QUOTE(pieroxy @ Feb 16 2005, 06:07 PM)
Lyx, why? I mean, an MP3 file is a spectral representation of the music. An encoder needs a spectral representation of the music to encode sound.
No, it is more than that. MP3-Encoders, especially LAME, use all kinds of tricks to get the most out of the MP3-Format. For example, additional methods are used depending on the target-quality/bitrate - whats good for V0 may be less optimal for V5. Or in a non-technical way said: mp3 encoders throw different kinds of information away depending on the target-quality of the first encode.

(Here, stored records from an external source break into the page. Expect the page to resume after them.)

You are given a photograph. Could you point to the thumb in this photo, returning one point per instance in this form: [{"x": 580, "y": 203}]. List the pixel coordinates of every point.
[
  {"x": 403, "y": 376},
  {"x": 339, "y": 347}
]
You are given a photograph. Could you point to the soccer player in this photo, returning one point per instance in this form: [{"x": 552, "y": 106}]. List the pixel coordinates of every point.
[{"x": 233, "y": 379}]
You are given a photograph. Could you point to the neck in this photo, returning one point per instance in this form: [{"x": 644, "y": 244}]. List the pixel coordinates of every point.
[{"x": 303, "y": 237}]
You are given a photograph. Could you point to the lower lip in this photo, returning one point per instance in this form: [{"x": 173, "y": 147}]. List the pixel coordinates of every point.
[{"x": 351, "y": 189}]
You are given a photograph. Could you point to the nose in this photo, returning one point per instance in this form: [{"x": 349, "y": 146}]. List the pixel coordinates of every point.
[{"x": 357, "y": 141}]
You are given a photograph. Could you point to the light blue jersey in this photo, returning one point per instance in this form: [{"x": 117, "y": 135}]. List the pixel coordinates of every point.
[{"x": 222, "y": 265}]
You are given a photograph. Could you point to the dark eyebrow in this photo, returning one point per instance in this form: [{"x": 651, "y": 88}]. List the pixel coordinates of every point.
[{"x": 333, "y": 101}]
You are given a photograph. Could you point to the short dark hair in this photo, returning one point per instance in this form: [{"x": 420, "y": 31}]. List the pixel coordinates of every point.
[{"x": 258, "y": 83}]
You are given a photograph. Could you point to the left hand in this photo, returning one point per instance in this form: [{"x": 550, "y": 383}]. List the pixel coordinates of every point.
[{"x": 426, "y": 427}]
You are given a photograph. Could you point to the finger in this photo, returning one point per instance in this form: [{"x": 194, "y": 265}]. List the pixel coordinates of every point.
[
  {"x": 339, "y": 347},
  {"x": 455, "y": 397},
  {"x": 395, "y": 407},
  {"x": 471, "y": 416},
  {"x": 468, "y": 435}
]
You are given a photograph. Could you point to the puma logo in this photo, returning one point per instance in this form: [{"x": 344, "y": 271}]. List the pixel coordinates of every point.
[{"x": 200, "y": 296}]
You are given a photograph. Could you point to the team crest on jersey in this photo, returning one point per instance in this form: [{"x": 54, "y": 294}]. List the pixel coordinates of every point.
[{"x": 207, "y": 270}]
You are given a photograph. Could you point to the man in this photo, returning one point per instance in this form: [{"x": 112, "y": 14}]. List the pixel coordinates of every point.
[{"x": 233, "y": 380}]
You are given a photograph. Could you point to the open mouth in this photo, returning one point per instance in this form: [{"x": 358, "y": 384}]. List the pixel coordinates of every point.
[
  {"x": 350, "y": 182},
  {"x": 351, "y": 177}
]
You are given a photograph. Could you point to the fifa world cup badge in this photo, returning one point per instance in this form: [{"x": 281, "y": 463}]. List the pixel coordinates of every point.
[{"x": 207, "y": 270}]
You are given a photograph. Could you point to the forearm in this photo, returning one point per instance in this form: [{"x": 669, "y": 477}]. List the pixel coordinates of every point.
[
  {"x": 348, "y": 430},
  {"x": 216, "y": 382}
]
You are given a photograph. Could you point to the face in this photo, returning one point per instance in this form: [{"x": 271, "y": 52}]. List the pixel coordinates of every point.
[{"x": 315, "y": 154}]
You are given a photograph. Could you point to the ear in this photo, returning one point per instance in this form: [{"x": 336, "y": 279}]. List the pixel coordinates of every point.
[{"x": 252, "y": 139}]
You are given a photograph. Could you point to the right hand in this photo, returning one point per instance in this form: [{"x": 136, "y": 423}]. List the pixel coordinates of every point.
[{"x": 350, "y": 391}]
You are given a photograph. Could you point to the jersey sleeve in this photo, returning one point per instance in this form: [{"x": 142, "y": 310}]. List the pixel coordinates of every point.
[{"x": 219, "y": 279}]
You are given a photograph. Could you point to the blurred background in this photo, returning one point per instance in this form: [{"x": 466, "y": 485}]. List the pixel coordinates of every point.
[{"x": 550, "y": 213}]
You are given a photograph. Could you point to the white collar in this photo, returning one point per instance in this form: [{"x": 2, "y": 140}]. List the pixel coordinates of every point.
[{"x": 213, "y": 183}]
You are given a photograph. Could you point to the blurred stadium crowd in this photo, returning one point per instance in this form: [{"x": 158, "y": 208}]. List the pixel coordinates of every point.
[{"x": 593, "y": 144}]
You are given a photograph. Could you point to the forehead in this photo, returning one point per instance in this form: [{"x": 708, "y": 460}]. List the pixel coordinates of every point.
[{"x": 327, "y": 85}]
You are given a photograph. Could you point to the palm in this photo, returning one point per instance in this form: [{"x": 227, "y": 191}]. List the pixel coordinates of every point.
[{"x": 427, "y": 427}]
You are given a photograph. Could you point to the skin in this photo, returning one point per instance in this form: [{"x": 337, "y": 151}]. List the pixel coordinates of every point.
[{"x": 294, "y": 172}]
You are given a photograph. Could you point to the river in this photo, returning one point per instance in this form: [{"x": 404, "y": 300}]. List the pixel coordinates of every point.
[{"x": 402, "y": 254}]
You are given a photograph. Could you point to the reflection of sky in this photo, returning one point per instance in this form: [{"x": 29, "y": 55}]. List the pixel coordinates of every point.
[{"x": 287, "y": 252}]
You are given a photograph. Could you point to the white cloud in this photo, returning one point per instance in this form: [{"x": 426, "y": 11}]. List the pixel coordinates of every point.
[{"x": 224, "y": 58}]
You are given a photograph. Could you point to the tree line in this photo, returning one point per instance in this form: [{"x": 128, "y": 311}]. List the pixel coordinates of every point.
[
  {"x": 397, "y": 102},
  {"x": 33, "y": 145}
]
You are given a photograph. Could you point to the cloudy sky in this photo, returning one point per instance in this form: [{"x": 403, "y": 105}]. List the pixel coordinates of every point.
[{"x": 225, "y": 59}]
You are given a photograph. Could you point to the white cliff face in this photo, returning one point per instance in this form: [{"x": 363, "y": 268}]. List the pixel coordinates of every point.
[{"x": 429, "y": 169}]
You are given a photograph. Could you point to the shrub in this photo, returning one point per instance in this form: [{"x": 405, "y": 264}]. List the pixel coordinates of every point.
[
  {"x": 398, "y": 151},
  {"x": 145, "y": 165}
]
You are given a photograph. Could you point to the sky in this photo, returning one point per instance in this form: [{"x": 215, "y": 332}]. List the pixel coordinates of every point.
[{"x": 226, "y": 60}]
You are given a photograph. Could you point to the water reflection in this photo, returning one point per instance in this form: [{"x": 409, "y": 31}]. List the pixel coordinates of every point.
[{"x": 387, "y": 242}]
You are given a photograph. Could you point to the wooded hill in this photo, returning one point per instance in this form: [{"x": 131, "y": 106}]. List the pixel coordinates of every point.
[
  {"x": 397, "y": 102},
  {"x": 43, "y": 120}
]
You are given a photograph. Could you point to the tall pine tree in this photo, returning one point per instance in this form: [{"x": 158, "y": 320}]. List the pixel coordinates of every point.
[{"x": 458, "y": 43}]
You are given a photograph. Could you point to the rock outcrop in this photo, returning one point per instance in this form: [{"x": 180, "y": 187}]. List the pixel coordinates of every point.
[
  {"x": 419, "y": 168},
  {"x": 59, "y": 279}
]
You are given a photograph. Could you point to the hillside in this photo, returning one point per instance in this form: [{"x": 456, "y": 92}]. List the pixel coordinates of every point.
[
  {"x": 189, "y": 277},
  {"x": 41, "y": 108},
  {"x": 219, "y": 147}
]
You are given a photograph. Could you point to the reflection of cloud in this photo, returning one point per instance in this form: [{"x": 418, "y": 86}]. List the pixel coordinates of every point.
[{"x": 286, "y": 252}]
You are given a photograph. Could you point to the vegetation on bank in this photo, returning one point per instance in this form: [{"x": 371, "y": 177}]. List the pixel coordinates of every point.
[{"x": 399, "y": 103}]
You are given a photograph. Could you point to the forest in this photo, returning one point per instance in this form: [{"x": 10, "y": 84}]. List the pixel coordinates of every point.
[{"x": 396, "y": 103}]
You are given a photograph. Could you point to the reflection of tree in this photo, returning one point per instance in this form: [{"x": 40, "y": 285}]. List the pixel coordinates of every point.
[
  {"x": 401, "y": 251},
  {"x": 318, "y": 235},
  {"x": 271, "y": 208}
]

An additional problem - as explained in the linked post of an earlier reply - is that mp3-encoders intruduce quantization-noise. Or more simply said - artifacts. Those artifacts are INCLUDED in the "spectral representation". So, when you recode/reencode, you treat those artifacts as part of the music and try to represent them. The result is that with every reencode the existing artifacts get amplified and new ones added. The only way to circumvent this would be to know what parts in the representation are unwanted artifacts, and which ones aren't. But for this to work, you would need to know the exact encoder and settings used for the previous encode... getting that to work with all the variety of encoders out there is a lost case.
So, when you asume that one could just take the existing representation of a MP3 - and then try to strip additional information from it to fit into a small file - thats exactly what re-encoding does - you know the results.